When my head bounced off the concrete floor, my wrestling for the evening was over. They told me I was out for about five minutes, and regained consciousness babbling something like “don’t tell Mom.” I pleaded with Wertjes, “Don’t take me to sickbay. They won’t let me go. You’ll be on a plane to Cameroon and I’ll be stuck here raking leaves.”
I made it through the night, Wertjes shaking me awake every 10 minutes because that’s what you’re supposed to do for an asshole who probably has a concussion. I sought medical attention at Logan International in Boston. All I got from the nurse was a couple of butterfly strips and the opinion “that’s been open too long to stitch.” As a bonus, she also gave me a pitying look that said “the Marines let idiots like you join up? Good thing we're in between wars.”
We arrived in Douala on an Air France flight from De Gaulle. It was late afternoon. They opened the door of the air-conditioned plane and we stepped down the ladderway. The sensation was that of a steaming wet-hot blanket being draped over your head and shoulders. The blanket was heavy, and it smelled like dog.

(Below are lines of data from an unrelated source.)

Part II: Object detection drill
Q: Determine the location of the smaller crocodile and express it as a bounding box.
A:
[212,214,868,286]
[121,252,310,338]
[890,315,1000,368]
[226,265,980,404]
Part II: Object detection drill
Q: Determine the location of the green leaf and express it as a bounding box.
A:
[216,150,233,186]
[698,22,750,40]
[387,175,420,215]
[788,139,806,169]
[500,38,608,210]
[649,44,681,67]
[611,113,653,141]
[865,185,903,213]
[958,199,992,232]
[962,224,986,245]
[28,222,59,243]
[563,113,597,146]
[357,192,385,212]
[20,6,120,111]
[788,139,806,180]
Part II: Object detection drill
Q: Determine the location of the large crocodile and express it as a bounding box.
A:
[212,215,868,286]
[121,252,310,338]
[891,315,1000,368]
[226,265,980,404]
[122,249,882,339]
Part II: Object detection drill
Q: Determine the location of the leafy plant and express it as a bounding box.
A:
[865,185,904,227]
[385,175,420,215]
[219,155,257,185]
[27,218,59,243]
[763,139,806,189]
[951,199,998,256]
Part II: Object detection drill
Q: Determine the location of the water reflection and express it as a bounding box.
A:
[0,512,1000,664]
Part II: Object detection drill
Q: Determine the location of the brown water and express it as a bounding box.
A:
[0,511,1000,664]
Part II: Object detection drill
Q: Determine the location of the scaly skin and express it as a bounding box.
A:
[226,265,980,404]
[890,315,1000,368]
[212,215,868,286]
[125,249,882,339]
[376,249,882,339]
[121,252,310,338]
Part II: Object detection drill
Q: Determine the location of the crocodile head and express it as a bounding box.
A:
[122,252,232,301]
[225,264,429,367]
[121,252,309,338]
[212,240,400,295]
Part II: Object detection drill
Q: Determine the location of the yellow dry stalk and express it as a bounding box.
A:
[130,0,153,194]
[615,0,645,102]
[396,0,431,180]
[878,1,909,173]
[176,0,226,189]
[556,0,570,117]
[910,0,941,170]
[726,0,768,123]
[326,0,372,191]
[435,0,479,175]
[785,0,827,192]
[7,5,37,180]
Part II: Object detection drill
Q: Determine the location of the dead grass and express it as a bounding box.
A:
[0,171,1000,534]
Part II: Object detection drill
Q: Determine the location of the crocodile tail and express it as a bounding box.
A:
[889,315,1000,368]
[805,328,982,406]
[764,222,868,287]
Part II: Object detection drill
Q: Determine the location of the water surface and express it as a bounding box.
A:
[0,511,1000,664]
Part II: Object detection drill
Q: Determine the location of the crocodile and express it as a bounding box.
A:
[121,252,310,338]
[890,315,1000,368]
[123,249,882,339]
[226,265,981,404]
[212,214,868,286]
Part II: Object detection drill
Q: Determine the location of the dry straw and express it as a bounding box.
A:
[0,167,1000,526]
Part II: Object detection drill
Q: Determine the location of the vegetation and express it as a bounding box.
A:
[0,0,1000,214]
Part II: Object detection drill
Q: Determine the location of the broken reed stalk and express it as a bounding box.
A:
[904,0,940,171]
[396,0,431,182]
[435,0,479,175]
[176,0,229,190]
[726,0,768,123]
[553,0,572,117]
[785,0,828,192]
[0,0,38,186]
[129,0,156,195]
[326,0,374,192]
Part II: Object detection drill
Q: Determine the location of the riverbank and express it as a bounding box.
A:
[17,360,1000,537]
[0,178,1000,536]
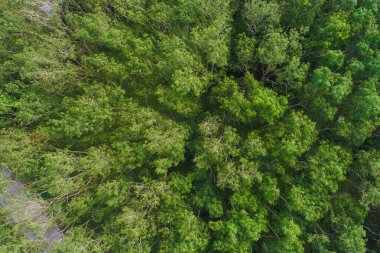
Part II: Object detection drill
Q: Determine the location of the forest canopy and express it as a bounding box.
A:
[0,0,380,253]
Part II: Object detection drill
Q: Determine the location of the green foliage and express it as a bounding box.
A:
[0,0,380,253]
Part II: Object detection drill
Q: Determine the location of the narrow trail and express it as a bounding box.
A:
[0,168,63,252]
[0,0,63,252]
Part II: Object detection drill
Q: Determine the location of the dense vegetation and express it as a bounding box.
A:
[0,0,380,253]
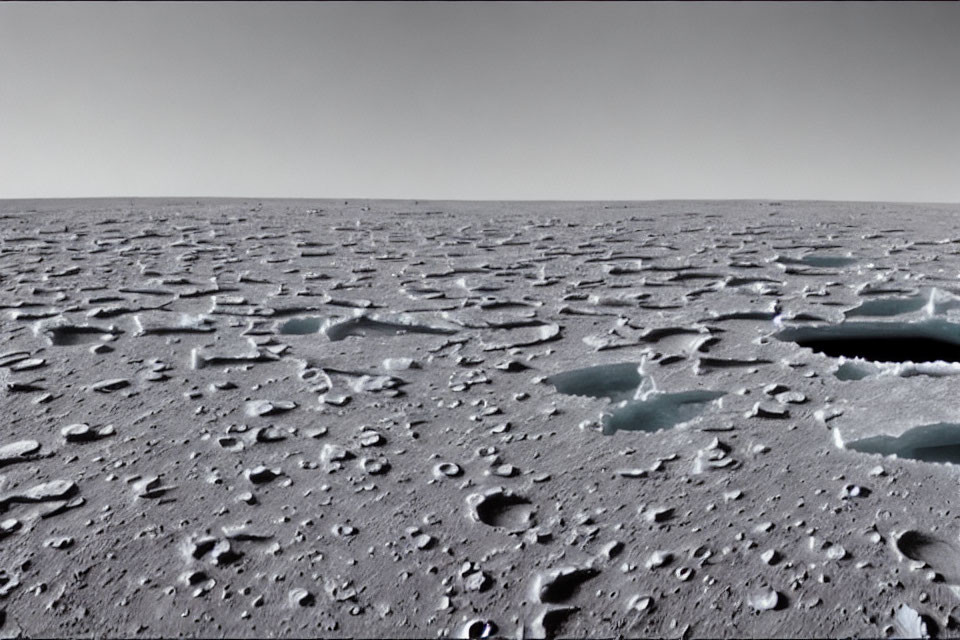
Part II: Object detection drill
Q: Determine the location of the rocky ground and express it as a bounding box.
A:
[0,200,960,637]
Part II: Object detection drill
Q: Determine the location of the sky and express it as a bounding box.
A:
[0,2,960,202]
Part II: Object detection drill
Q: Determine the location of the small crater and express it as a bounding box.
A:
[467,488,534,531]
[844,422,960,464]
[896,530,960,585]
[775,320,960,362]
[602,391,726,435]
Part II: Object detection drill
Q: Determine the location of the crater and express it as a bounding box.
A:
[844,287,960,318]
[467,488,534,531]
[44,326,113,347]
[546,362,643,400]
[844,422,960,464]
[601,390,726,435]
[277,316,457,342]
[774,320,960,362]
[896,530,960,585]
[777,253,858,269]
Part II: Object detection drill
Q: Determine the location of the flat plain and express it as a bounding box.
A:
[0,199,960,638]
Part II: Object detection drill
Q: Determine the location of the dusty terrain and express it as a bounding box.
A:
[0,200,960,637]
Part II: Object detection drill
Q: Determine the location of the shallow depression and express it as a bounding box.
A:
[775,320,960,362]
[602,391,726,435]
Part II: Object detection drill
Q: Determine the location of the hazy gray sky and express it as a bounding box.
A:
[0,2,960,201]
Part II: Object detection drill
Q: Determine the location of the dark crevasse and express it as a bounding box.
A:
[775,319,960,362]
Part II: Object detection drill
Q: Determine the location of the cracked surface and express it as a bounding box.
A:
[0,200,960,637]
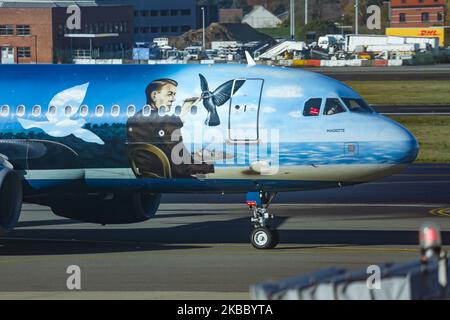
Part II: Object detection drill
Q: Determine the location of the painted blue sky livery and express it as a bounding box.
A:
[0,65,418,248]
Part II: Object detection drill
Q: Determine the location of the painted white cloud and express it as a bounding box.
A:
[266,86,303,98]
[289,111,302,119]
[49,83,89,120]
[262,107,277,113]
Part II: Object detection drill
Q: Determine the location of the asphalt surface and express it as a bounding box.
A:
[0,165,450,299]
[307,64,450,81]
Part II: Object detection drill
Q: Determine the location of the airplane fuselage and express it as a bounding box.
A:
[0,65,418,194]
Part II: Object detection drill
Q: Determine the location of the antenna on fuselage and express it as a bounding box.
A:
[245,51,256,67]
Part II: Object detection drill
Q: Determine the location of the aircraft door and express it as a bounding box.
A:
[228,79,264,143]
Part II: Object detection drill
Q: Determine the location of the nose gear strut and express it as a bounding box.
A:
[247,191,279,249]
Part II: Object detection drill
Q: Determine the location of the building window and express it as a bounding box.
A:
[181,26,191,32]
[16,24,31,36]
[181,9,191,16]
[17,47,31,58]
[0,24,14,36]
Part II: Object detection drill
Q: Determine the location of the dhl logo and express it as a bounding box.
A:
[420,30,439,37]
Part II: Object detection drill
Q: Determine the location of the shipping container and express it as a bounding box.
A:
[386,27,450,47]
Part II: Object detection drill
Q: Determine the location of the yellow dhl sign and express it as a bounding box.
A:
[386,28,450,47]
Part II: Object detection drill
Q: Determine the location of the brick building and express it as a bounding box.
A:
[391,0,446,28]
[0,0,134,63]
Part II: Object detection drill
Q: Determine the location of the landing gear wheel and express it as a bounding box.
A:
[250,227,279,249]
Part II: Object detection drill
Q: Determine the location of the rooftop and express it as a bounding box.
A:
[0,0,112,8]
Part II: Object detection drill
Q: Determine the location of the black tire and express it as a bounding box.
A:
[0,168,22,236]
[270,228,280,248]
[250,227,278,249]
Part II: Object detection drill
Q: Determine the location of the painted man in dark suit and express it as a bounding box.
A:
[127,79,214,178]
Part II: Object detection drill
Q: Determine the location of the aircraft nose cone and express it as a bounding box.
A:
[378,121,419,164]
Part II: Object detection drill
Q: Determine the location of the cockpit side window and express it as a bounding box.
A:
[342,98,374,113]
[16,104,25,117]
[323,98,346,116]
[303,98,322,117]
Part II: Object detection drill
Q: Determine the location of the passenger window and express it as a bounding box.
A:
[142,104,152,117]
[303,98,322,117]
[0,104,9,117]
[32,105,41,117]
[64,106,72,116]
[95,105,105,117]
[158,106,167,116]
[127,104,136,117]
[80,104,89,117]
[48,106,56,116]
[342,98,374,113]
[111,104,120,117]
[16,104,25,117]
[323,99,346,116]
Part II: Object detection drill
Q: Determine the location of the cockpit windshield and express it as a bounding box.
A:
[342,98,374,113]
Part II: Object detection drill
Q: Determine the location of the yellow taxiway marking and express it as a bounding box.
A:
[430,208,450,218]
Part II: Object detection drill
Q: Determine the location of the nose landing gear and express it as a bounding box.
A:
[247,192,280,249]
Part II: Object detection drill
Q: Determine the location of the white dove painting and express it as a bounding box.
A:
[18,83,105,145]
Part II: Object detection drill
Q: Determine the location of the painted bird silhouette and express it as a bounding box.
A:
[18,83,105,145]
[199,74,245,127]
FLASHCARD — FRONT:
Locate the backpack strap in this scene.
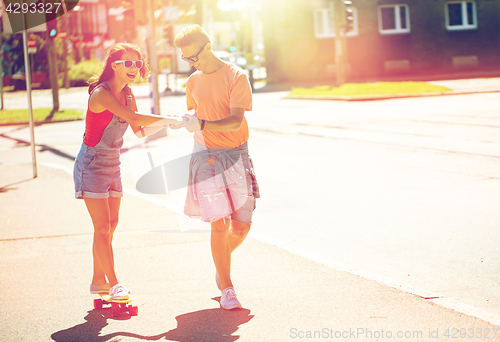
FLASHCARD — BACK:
[125,85,133,109]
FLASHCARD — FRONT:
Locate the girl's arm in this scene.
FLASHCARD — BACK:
[130,91,172,138]
[89,88,184,128]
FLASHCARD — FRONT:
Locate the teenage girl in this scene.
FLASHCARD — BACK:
[74,43,183,299]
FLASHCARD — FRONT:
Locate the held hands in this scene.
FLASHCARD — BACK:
[179,113,201,133]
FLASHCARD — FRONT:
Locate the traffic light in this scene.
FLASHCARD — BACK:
[163,25,174,45]
[47,19,57,38]
[345,7,354,33]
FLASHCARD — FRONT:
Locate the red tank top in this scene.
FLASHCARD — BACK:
[83,85,113,147]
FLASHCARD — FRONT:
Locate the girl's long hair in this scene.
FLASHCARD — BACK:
[89,43,149,94]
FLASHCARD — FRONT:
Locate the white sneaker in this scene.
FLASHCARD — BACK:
[90,283,109,294]
[220,287,241,310]
[109,284,130,299]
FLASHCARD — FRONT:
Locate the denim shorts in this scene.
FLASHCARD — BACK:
[73,144,123,199]
[194,160,255,223]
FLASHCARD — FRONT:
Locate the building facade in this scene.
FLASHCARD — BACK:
[263,0,500,83]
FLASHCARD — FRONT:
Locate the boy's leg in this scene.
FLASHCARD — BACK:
[84,197,118,286]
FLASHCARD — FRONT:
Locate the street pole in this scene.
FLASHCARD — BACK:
[21,0,38,178]
[330,0,345,86]
[146,0,160,114]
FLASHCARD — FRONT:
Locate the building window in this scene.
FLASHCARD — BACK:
[378,5,410,34]
[313,6,358,38]
[444,1,477,31]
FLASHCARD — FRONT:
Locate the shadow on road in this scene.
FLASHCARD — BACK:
[0,178,34,194]
[51,309,254,342]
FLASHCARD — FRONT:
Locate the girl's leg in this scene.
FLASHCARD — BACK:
[228,221,252,253]
[210,218,233,289]
[108,197,121,280]
[84,197,119,286]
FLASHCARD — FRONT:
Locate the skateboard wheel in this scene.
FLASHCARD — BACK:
[94,299,102,309]
[128,305,139,316]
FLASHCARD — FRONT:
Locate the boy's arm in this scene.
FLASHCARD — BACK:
[183,108,245,132]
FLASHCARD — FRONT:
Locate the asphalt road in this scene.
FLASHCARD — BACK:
[0,81,500,324]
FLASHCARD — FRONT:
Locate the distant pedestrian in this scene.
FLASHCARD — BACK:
[74,43,184,299]
[174,25,259,309]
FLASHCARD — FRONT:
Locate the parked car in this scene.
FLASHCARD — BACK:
[214,51,247,68]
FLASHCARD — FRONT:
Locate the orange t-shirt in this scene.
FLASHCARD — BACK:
[186,63,252,149]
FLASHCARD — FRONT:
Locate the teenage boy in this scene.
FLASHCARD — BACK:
[174,25,260,310]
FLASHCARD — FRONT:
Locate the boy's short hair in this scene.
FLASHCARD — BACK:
[174,25,210,49]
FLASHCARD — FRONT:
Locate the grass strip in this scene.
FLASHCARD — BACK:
[289,82,452,97]
[0,108,82,124]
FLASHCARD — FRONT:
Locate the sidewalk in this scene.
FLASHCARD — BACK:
[286,77,500,101]
[0,164,500,342]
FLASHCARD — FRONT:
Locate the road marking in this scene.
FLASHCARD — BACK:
[41,162,500,325]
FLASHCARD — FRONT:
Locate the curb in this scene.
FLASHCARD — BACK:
[0,117,85,127]
[283,90,500,102]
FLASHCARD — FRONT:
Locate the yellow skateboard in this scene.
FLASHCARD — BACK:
[94,293,139,317]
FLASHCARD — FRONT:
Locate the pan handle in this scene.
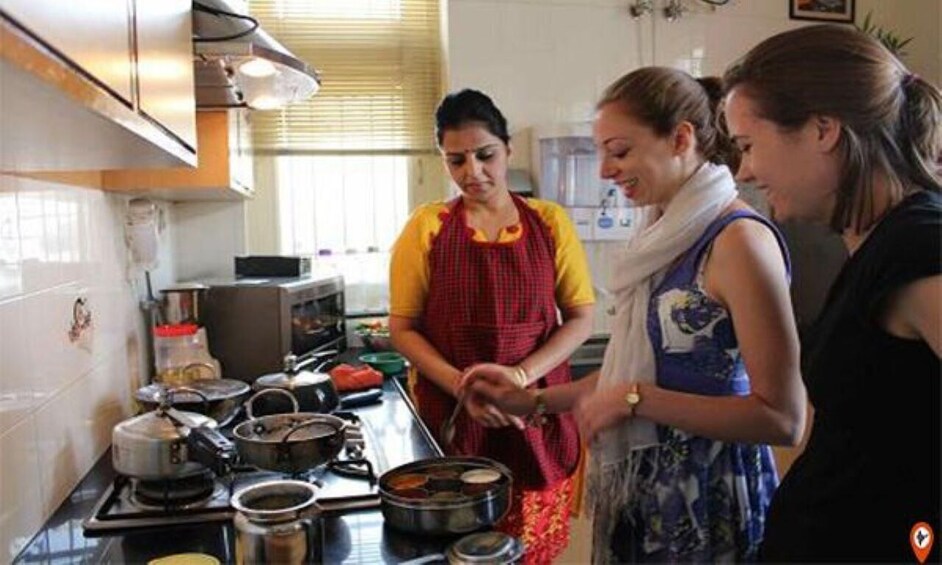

We transferred to Cameroon Airlines for a hop up-country to the capital city of Yaoundé. Later, it made perfect sense when the Marines at the embassy told us the airline had the nickname “Air Scare.”
We hit dirty air as we came to the foothills leading to the central highlands where Yaoundé lived. The plane started bucking like a bronc with a burr under its saddle. Sitting next to Wertjes was a big strong Cameroonian woman, draped in a colorful boubou and matching head scarf. In her terror at the plane’s buffeting and rattling and bouncing, she’d clamped a panicked claw onto his thigh. It was a death grip. She was staring straight ahead, her lips pulled back in a rigor, and her eyes wide and focused on nothing.
Wertjes looked across the aisle at me. He was mouthing a word that seemed to be a cross between “OWWWW” and “HELLLP.”